Brachial plexus and lumbosacral plexus disorders


  • Disorders of the brachial or lumbosacral plexus cause a painful mixed sensorimotor disorder of the corresponding limb.
    Because several nerve roots intertwine within the plexus (see figure Plexuses), the symptom pattern does not fit the distribution of individual roots or nerves. Which parts of the body are affected depends on which plexus is damaged:

    Rostral brachial plexus: Shoulders
    Caudal brachial plexus: Hands
    Lumbosacral plexus: Legs

    Plexus disorders (plexopathies) are usually due to physical compression or injury:

    In infants, traction during birth
    In adults, usually trauma (typically, for the brachial plexus, a fall that forces the head away from the shoulder) or invasion by metastatic cancer (typically, breast or lung cancer for the brachial plexus and intestinal or genitourinary tumors for the lumbosacral plexus)

    In patients receiving anticoagulants, a hematoma may compress the lumbosacral plexus.
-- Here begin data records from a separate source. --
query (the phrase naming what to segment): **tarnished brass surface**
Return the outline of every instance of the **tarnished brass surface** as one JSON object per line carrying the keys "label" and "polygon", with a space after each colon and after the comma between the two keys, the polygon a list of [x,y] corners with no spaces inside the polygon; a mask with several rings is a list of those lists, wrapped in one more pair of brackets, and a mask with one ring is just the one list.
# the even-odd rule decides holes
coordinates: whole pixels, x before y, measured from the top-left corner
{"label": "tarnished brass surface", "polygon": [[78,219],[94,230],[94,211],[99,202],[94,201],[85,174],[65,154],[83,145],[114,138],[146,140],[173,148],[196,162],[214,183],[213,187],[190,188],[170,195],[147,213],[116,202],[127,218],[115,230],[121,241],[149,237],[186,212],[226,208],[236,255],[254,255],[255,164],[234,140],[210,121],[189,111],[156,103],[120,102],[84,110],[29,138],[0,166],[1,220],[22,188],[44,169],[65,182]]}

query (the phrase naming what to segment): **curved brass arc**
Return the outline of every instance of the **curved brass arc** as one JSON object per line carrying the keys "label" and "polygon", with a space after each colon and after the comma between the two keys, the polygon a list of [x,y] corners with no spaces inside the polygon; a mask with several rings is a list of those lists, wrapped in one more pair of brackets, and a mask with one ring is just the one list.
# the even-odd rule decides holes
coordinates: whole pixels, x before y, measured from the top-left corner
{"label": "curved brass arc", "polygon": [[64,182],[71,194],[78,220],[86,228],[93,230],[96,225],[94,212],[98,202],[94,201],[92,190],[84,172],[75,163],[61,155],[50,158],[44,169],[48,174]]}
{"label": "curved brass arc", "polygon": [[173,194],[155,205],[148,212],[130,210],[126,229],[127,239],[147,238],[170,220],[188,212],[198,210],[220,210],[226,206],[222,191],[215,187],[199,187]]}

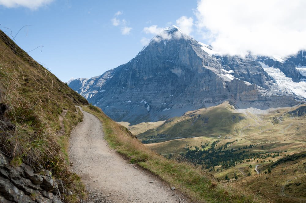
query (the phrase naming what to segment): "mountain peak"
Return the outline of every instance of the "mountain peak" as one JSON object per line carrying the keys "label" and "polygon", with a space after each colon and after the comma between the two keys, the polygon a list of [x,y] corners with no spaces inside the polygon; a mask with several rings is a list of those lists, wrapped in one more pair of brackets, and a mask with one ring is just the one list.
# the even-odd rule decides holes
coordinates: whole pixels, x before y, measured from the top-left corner
{"label": "mountain peak", "polygon": [[167,27],[164,29],[163,31],[168,33],[173,33],[179,31],[183,34],[181,30],[178,27],[173,25]]}

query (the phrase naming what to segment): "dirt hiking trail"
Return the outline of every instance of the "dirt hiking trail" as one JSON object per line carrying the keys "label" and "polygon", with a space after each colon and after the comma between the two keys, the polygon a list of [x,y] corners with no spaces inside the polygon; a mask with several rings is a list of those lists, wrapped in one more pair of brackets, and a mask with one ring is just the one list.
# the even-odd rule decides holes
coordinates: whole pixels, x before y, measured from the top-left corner
{"label": "dirt hiking trail", "polygon": [[158,177],[110,148],[103,138],[101,121],[82,112],[83,121],[71,133],[69,158],[71,169],[82,177],[90,192],[87,202],[189,202]]}

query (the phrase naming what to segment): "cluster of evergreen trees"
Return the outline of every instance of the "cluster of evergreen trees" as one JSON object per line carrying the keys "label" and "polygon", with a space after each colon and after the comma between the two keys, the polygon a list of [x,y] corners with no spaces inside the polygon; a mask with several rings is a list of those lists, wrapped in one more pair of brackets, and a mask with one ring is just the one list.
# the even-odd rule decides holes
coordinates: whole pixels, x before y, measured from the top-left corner
{"label": "cluster of evergreen trees", "polygon": [[[262,159],[268,158],[274,158],[279,156],[279,152],[255,152],[246,149],[256,147],[257,144],[250,144],[242,148],[235,150],[233,149],[226,149],[228,145],[233,144],[238,140],[228,142],[224,145],[217,147],[217,144],[221,140],[214,141],[210,148],[205,150],[205,147],[208,143],[202,144],[200,147],[196,146],[189,147],[186,145],[184,149],[187,150],[185,154],[181,154],[177,158],[187,159],[195,165],[202,165],[203,169],[211,168],[211,171],[214,170],[215,166],[221,165],[221,170],[235,166],[239,163],[241,163],[243,161],[251,161],[255,159]],[[172,157],[170,156],[169,158]]]}

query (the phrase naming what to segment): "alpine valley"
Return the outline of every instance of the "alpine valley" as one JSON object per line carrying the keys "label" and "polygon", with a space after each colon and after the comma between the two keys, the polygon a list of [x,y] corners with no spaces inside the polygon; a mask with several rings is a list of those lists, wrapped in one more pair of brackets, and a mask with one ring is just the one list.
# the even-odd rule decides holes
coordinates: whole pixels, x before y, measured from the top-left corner
{"label": "alpine valley", "polygon": [[222,55],[173,26],[127,63],[68,85],[165,157],[306,202],[305,50]]}

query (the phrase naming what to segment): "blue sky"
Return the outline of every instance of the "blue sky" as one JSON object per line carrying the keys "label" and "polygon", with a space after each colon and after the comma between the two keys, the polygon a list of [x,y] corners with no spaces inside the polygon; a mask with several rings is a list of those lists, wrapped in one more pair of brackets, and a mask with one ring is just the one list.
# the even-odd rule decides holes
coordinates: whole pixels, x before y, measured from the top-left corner
{"label": "blue sky", "polygon": [[[1,26],[13,35],[25,25],[15,42],[63,82],[71,78],[90,78],[126,63],[144,46],[144,27],[175,24],[182,16],[194,15],[196,1],[55,0],[36,9],[0,6]],[[125,19],[132,28],[123,34],[111,19]],[[170,23],[170,22],[172,22]],[[7,34],[10,32],[1,29]]]}
{"label": "blue sky", "polygon": [[31,25],[15,42],[43,46],[29,54],[65,82],[127,63],[172,24],[220,54],[285,57],[306,48],[305,12],[304,0],[0,0],[0,29]]}

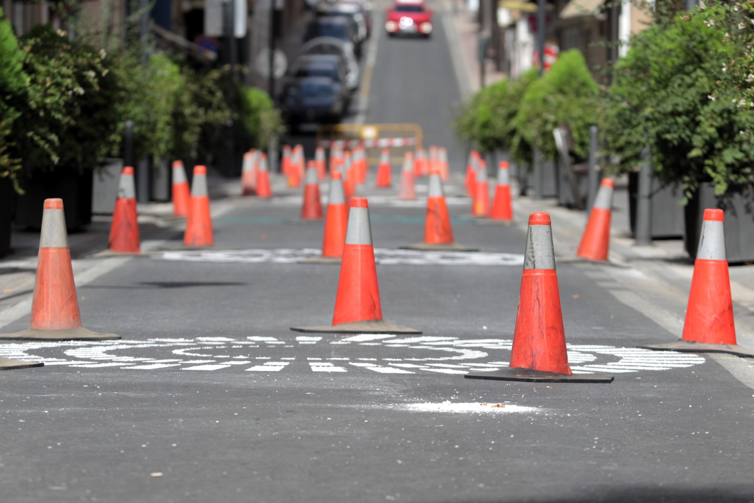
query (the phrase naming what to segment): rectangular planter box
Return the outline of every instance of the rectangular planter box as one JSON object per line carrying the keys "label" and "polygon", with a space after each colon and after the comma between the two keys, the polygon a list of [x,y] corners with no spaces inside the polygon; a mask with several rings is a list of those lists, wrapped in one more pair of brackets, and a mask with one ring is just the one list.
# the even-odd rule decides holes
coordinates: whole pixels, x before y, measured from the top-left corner
{"label": "rectangular planter box", "polygon": [[118,183],[123,159],[104,159],[100,170],[92,173],[92,213],[112,215],[118,198]]}
{"label": "rectangular planter box", "polygon": [[[679,238],[683,237],[684,210],[680,185],[667,186],[657,190],[659,182],[652,179],[651,237],[652,238]],[[656,191],[656,192],[655,192]],[[636,232],[636,194],[639,193],[639,173],[628,173],[628,210],[631,234]]]}
{"label": "rectangular planter box", "polygon": [[[544,171],[544,187],[542,190],[542,196],[545,198],[556,198],[558,195],[558,174],[557,167],[554,161],[545,161],[542,162],[542,170]],[[497,172],[495,172],[497,173]],[[526,170],[526,180],[529,185],[529,194],[534,194],[534,168],[530,167]]]}
{"label": "rectangular planter box", "polygon": [[704,210],[719,208],[725,212],[725,248],[728,262],[754,261],[754,192],[746,190],[725,199],[715,195],[712,183],[704,183],[685,208],[686,251],[695,259]]}
{"label": "rectangular planter box", "polygon": [[[556,162],[558,176],[558,201],[563,206],[572,207],[576,206],[576,198],[571,188],[571,180],[569,179],[568,173],[565,167],[562,166],[559,161]],[[586,207],[587,195],[589,193],[589,180],[587,177],[579,173],[576,173],[576,182],[578,185],[579,197],[581,204]]]}
{"label": "rectangular planter box", "polygon": [[66,227],[69,231],[78,230],[91,222],[90,171],[78,173],[63,167],[50,173],[26,170],[20,181],[25,194],[16,198],[17,225],[38,230],[41,227],[44,200],[50,198],[63,199]]}
{"label": "rectangular planter box", "polygon": [[13,184],[0,178],[0,256],[11,251],[11,224],[13,222]]}

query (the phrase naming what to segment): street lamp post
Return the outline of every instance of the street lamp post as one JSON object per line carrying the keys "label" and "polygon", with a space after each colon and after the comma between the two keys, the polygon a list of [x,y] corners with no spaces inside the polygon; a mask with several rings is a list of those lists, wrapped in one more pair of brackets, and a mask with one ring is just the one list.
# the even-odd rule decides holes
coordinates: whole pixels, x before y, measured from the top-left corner
{"label": "street lamp post", "polygon": [[[222,5],[222,14],[223,14],[223,25],[225,27],[225,49],[227,50],[226,54],[228,58],[228,63],[231,67],[231,83],[232,85],[236,85],[237,81],[237,71],[236,66],[238,62],[238,50],[235,43],[235,34],[234,33],[234,16],[235,16],[235,5],[234,2],[237,0],[225,0]],[[236,109],[236,103],[234,92],[231,92],[228,95],[228,106],[230,108],[232,112]],[[233,121],[233,117],[231,116],[231,120],[228,123],[228,140],[227,140],[227,158],[225,159],[224,167],[225,174],[228,176],[232,176],[235,174],[235,126]]]}
{"label": "street lamp post", "polygon": [[[539,57],[539,76],[544,72],[544,34],[547,12],[547,0],[537,0],[537,55]],[[542,152],[534,149],[534,198],[542,199],[544,192],[544,173],[542,167]]]}
{"label": "street lamp post", "polygon": [[[268,54],[269,60],[267,62],[267,92],[272,100],[272,106],[275,106],[277,100],[275,99],[275,1],[270,1],[270,17],[269,27],[268,29]],[[269,164],[269,170],[272,173],[277,170],[277,135],[273,134],[270,137],[270,141],[267,145],[267,160]]]}

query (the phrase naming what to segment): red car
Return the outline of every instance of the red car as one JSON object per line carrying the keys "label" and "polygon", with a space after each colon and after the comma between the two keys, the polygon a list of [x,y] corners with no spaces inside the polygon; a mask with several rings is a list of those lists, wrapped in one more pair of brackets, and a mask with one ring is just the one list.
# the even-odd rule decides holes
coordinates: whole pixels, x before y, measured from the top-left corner
{"label": "red car", "polygon": [[432,11],[424,0],[395,0],[388,10],[385,29],[391,36],[418,35],[428,37],[432,32]]}

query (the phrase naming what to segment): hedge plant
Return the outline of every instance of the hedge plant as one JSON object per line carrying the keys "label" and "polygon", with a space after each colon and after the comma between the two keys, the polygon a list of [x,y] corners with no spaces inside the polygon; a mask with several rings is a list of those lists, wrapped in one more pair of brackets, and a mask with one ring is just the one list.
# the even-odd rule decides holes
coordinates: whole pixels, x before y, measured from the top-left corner
{"label": "hedge plant", "polygon": [[567,124],[573,153],[587,157],[589,127],[600,120],[599,90],[581,53],[572,49],[560,54],[550,70],[526,89],[513,127],[520,142],[540,149],[544,159],[557,154],[553,130]]}
{"label": "hedge plant", "polygon": [[10,178],[20,191],[17,175],[21,169],[20,158],[11,149],[11,130],[20,112],[14,107],[26,93],[29,78],[23,72],[23,53],[13,32],[13,26],[2,19],[0,8],[0,178]]}
{"label": "hedge plant", "polygon": [[716,84],[734,48],[727,28],[710,22],[716,15],[708,8],[634,36],[608,95],[609,148],[621,167],[635,168],[649,147],[658,179],[681,183],[687,198],[705,182],[722,195],[752,176],[754,111]]}
{"label": "hedge plant", "polygon": [[25,91],[11,100],[19,115],[11,155],[29,168],[93,169],[110,149],[117,124],[115,75],[107,54],[49,25],[21,39]]}
{"label": "hedge plant", "polygon": [[516,133],[513,119],[521,97],[536,78],[537,70],[532,69],[518,80],[504,78],[474,94],[455,117],[458,138],[483,152],[511,150]]}

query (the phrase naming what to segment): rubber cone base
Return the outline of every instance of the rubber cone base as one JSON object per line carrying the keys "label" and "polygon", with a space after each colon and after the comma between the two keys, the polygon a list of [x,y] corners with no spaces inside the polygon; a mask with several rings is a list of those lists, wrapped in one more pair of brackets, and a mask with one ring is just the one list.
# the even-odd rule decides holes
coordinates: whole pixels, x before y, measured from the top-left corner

Neurofibromatosis occasionally involves a plexus. Other causes include postradiation fibrosis (eg, after radiation therapy for breast cancer) and diabetes.
    Acute brachial neuritis (neuralgic amyotrophy, Parsonage-Turner syndrome) occurs primarily in men and typically in young adults, although it can occur at any age. Cause is unknown, but viral or immunologic inflammatory processes are suspected.